Our hostess’ teenage sons clutched their bellies and howled with laughter. Gaddafi looked like a lunatic, with erratic speech and long pauses.
We joined our host family in front of the TV. The coverage was in Arabic, so I didn’t understand the details. But the general message was clear. Libya’s ruler Muammar Gaddafi was standing behind a podium, ranting and raising his first into the air. He was rallying his loyalists to shut down all civilian demonstrations by force.
Our hostess’ teenage sons clutched their bellies and howled with laughter. Gaddafi looked like a lunatic, with erratic speech and long pauses. The young men’s slapstick reaction helped lighten my mood. But the next day, when I heard that the Libyan Army had opened fire in Benghazi killing hundreds of protestors, it didn’t seem so funny.
As we hiked through the Judean desert in the Valley of the Shadow of Death—an actual place, not just a Biblical metaphor—Ury’s vision for turning terrorism into tourism seemed very far away. It was hot and windy, and I kept getting blasted in the face with sand. I pulled my headscarf further around my face like a Star Wars jawa and resolved that it was going to take a hell of a lot more than some polite hospitality between locals and travelers to make a change. Between the Israeli-Palestinian Conflict and the Arab Spring, I hadn’t found much peace walking in the footsteps of Abraham.
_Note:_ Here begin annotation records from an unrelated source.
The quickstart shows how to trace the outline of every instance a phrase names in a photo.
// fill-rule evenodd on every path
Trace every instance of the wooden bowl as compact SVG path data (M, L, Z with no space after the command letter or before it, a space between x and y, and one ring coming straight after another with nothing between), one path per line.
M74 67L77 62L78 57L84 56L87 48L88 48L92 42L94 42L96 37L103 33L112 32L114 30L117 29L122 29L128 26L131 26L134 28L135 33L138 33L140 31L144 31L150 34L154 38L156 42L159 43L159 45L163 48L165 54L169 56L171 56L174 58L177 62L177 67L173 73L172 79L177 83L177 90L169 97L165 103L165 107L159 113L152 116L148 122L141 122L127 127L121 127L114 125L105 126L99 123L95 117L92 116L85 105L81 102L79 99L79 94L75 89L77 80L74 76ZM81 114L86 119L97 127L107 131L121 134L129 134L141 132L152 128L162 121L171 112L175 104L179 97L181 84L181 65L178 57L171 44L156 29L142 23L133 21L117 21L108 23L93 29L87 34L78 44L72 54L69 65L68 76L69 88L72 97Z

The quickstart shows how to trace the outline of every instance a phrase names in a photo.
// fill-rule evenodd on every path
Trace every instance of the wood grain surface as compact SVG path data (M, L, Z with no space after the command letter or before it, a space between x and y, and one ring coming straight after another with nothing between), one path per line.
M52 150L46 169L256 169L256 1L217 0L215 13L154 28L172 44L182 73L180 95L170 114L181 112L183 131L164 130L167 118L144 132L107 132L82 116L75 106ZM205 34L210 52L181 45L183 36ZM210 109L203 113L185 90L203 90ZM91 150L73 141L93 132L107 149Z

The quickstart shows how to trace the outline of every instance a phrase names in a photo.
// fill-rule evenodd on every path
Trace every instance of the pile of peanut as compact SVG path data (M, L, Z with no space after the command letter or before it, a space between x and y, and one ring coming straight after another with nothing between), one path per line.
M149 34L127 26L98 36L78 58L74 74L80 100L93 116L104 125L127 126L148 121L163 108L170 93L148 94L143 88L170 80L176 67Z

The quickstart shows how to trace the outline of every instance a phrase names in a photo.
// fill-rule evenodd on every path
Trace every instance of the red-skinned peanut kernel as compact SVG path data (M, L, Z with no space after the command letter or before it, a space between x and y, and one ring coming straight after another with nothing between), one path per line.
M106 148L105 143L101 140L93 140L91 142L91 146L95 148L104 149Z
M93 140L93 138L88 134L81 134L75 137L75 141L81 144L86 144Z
Our homestay that night was with a Bedouin tribe, far outside of any village. There were no televisions or even a radio. The property was lined with pens of chickens, goats, and sheep. A family of dogs wandered free. In a large tent we shared a meal of chicken and rice with the Bedouins, sitting on cushions in the sand.
Our guide Nedal helped translate so we could speak with the tribe elder about her life as a semi-nomadic shepherd. Her face was wrinkled like a dried apricot, her white hair dyed pumpkin orange. She was the only one who sat above the ground—in a wooden chair. From her perch, she rolled cigarettes and told us that she had never wanted any other life.
It was hard to argue with her. At the Bedouins’ camp there was no sign of conflict with Israel, and no reminder of the raging Arab Spring. I relaxed on my cushion and audibly exhaled. The Bedouin matriarch must have heard, because she stopped talking and turned toward me. We made eye contact and she gestured for me to come forward. When I got close, she pulled me in close and kissed my cheek, whispering something in Arabic in my ear.
I’ll never know what she told me. But that moment somehow made my journey easier. As it turns out, I would encounter neither violence nor peace in the 140 kilometers I spent retracing Abraham’s route through the West Bank. What I would find were moments of connection. Some were with the landscape, like the Jordan River Valley and the olive tree grove; others were with people I met along the route like Grandma Bedouin. Looking back, I can link those memories together, like beads on a string, like a path. Maybe Ury was onto something after all.